State and Local Spending Cuts Dampen the Recovery

By :: July 30th, 2012

On Friday, the Bureau of Economic Analysis released its first look at Gross Domestic Product and its components for the second quarter of the year plus revisions going back to 2009. Those data confirmed that weak government spending continues to hamper the economy.  In the second quarter, government spending declines subtracted more than a quarter point from GDP growth, almost exclusively from the state and local government sector.

State and local spending cuts also dragged the economy down in 2010 and 2011. In 2011, the state and local sector contracted 3.4 percent, the largest decline since World War II.

In 2009, real GDP fell 3.1 percent, the largest contraction since 1946, and would have contracted even more without government spending. That decline is smaller than previously reported because of an upward revision in state and local spending. Most of the revision was to the final quarters of 2009 which was the same time as the American Reinvestment and Recovery Act (ARRA) began distributing funds.

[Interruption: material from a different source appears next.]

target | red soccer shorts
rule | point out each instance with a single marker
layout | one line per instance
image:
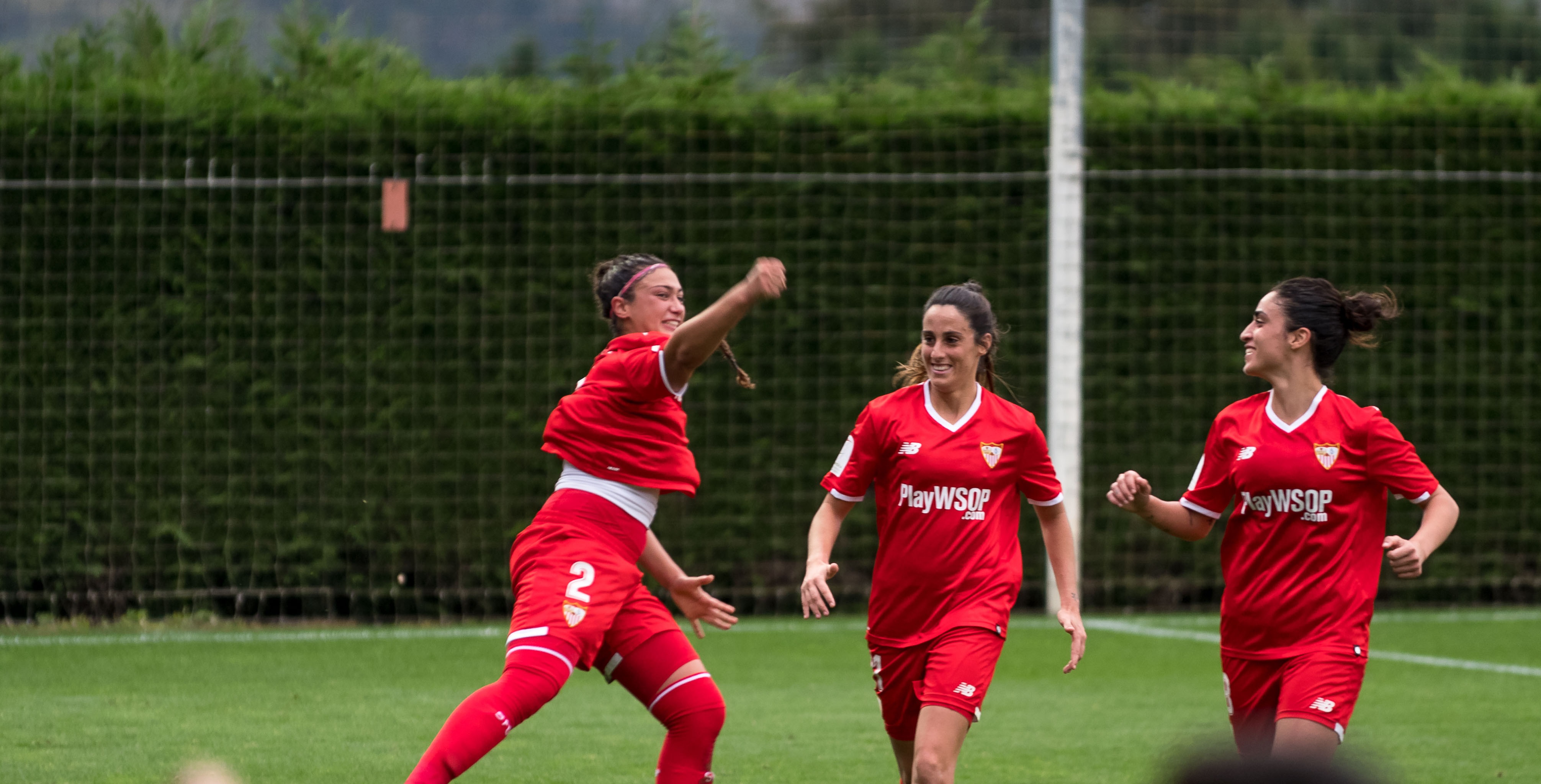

The level of state and local spending in 2010 was revised up by a similar amount, so the rate of decline from 2009 to 2010 remained the same at 1.8 percent. The pace of decline in 2011, however, increased by over one percentage point.  Instead of state and local government spending contracting by 2.2 percent it turns out the contraction was 3.4 percent.  By late 2010 and 2011, the ARRA money was mostly spent, revenues were still well below the peak and states began cutting expenditures in earnest.  Many of the cuts in spending were not done as part of the normal budget process.  The National Association of State Budget Officers reported in its Spring 2012 Fiscal Survey of States that in fiscal year 2010, 39 states made mid-year budget cuts and 19 made mid-year cuts in FY 2011.  Given the urgent nature of the changes required over the last four years, it is likely that the accounting for the crisis is not yet complete.


  1. Michael Bindner  ::  3:49 pm on July 30th, 2012:

    Some jurisdictions have the political courage to raise taxes to deal with lowering property values and foreclosures. Those that do are in less decline and have services that stay at normal levels. Sadly, some local yokels are likely sinking their own towns to make Obama look bad. Their voters need to wake up and remove them from office. Austerity does not work any better here than it does in Europe. In the short term, however, the only solution is for state and local officials to lean on their members of Congress during the August recess to vote for more intergovernmental aid.

  2. chromehawk  ::  12:46 am on July 31st, 2012:

    As Mr. Bindner above points out. The main cause of this is State and Local governments get their revenue from property and sales tax.
    Mr. Bindner’s solution on the other hand won’t work.
    A) Voters are not voting out local politicians who refuse to raise taxes. THEY ARE VOTING OUT THE ONES WHO DO!
    And in states like California, where all tax increases MUST be approved by the voters … They are pretty much saying No. Even here in Seattle we said no to a measly $50 per year tax on car registration. If $50 per year won’t pass in Seattle. It won’t anywhere.
    B) lean on their Congressmen? You do know Republicans control congress right? And if they did not the Congressman would ask the local “Did you have aspirations of higher office? Because if you did, forget about it. WE in DCLean on YOU!”
    And even if those two issues were not there the Congressman would say “You couldn’t get your VOTERSTo give you a measly $50 per car. Why should WEListen to you or bail out your stupid constituents?”

    Sorry State and Local budgets are going to continue to decline until the economy recovers.

  3. AMTbuff  ::  2:32 pm on July 31st, 2012:

    Government spending helps the recovery the same way that taking another drink helps reduce a hangover. It’s a short-term help that increases the long-term consequences which must be faced sooner or later. Let’s sober up now!

    We need to stop acting as if we have the money to fund government’s promises — the sooner the better. This is happening first at the state and local level because they can’t print money.

  4. Bruce Thompson  ::  8:03 pm on July 31st, 2012:

    Any research showing that those that do raise taxes have less decline?

  5. Jaqueline Smith  ::  1:03 am on August 1st, 2012:

    “Those data confirmed that weak government spending continues to hamper the economy.” And this is a surprise?

    In my government office, we have laid-off 24% of staff. Of those laid-off, only 1 has a job — the rest are still on unemployment.

    How was any other result expected?

    Proposed solution: If they had kept 24% of the staff and enacted a 10% straight across-the-board salary cut — no one would be leaching-off unemployment, and all would still be active consumers. Hmmm.

  6. Herb Smith  ::  9:43 am on August 1st, 2012:

    Your long run agenda of reducing government spending keeps the nation from getting out of this slump. The fastest way to reduce government deficits is to put industry and the unemployed back to work on needed infrastructure and education projects.